The goal of storytelling should be to make stories as ubiquitous as music.

Malcolm Gladwell is a staff writer for The New Yorker. He is the author of The Tipping Point, Blink, Outliers, What the Dog Saw, and David and Goliath.


Why are you participating in the Cultivating Thought series?

I loved the idea of connecting to people in the real world. A story isn’t something that has to appear in a book, or on a screen. The goal of storytelling should be to make stories as ubiquitous as music has become. I used to always love when the subway in New York would put poems in the subway cars. This struck me as a similar kind of experiment.

Tell us about your two-minute read.

My story is about my father joining an old-order Mennonite barn raising. I thought of it because my father just turned 80 and I’ve been reflecting on all the things about him that I love. The story is about one of those things: my father is someone who is magnificently unconcerned with people’s social position or background.
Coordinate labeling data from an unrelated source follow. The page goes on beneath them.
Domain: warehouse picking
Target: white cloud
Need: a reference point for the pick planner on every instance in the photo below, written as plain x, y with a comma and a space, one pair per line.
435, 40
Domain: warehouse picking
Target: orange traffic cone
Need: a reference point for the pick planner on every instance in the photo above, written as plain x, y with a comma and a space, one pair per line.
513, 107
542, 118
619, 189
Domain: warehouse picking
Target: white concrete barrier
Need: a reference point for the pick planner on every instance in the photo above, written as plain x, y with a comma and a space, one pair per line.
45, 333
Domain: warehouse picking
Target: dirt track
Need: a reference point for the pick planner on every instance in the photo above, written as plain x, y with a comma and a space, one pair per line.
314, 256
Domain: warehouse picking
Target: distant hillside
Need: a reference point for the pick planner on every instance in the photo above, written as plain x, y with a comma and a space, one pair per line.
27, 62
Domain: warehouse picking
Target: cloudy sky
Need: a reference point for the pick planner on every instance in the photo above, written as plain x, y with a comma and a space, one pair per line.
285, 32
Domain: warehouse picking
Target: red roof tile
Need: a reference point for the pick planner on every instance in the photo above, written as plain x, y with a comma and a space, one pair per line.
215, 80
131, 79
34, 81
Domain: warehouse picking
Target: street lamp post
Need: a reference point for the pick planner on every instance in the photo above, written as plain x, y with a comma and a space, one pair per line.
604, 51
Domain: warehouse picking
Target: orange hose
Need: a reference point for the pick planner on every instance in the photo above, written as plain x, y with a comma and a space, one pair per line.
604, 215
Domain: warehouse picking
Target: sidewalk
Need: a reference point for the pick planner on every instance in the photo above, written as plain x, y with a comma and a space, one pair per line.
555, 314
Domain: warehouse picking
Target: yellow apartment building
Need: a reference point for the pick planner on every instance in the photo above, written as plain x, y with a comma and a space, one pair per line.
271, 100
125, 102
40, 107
Who inspires you? Who are your favorite authors?

I have so many favorites! But the writer who has taught me the most about writing nonfiction is Michael Lewis, the author of The Blind SideMoneyball, and Liar’s Poker, among many other wonderful books. I would happily trade my career for his. He is simply the greatest storyteller there is. His last book, The Big Short, was a page-turner about credit default swaps! Try pulling that off.

What’s the best book you read in the past year?

The Paris Architect by Charles Belfoure. I stumbled across it by accident in an airport bookstore and absolutely loved it. It’s an elegant, gripping story about a man learning how to be courageous. It is one of those rare novels that gives you a clear, beautiful insight into human psychology, as well as being wildly entertaining.

Two-Minute Barn-Raising

by Malcolm Gladwell

I grew up in Canada, in an area of Ontario where there is a large community of Old-Order Mennonites. “Old Orders,” as they are known, are a religious group who live as if the 20th century never happened. They avoid electricity, drive horses and buggies, leave school at 16, and bale hay by hand. They dress in plain black and white, with straw hats over clean-shaven faces, and when a neighbor’s barn burns down, they gather as a community to put it back up. When I was little, not long after we moved to Ontario, my father heard about a barn-raising down the road. He decided to join in.

If people of different colors and creeds are to get along, we think we need to practice approval and agreement and acceptance

My father is an Englishman, a mathematician with a long bushy beard. He drove an imported Peugeot station wagon. He wore a tie — always.

We were skinny book-worms, in knee-socks and ironed short-sleeved shirts. You can imagine what I thought, on the way to the barn-raising: How on earth would a group of Old Orders accept us? This is what we always worry about, of course. If people of different colors and creeds are to get along, we think we need to practice approval and agreement and acceptance. But my father didn’t accept the Mennonite way of life that day. Nor did the Old Orders come to some kind of epiphany about the virtues of European cars, and electricity and advanced degrees in mathematics. There was a barn to raise, and so long as there was work to be done, it didn’t much matter that reading Narnia books in the car, belonged to one century and the rest of the crew to another.

The world could use more of that attitude, couldn’t it? My father joined the line of men passing lumber to the workers on the roof. Midway through the day, they fed us all bologna sandwiches and mounds of sauerkraut. And in the evening, when the last nail was hammered in, we got into our Peugeot and drove away.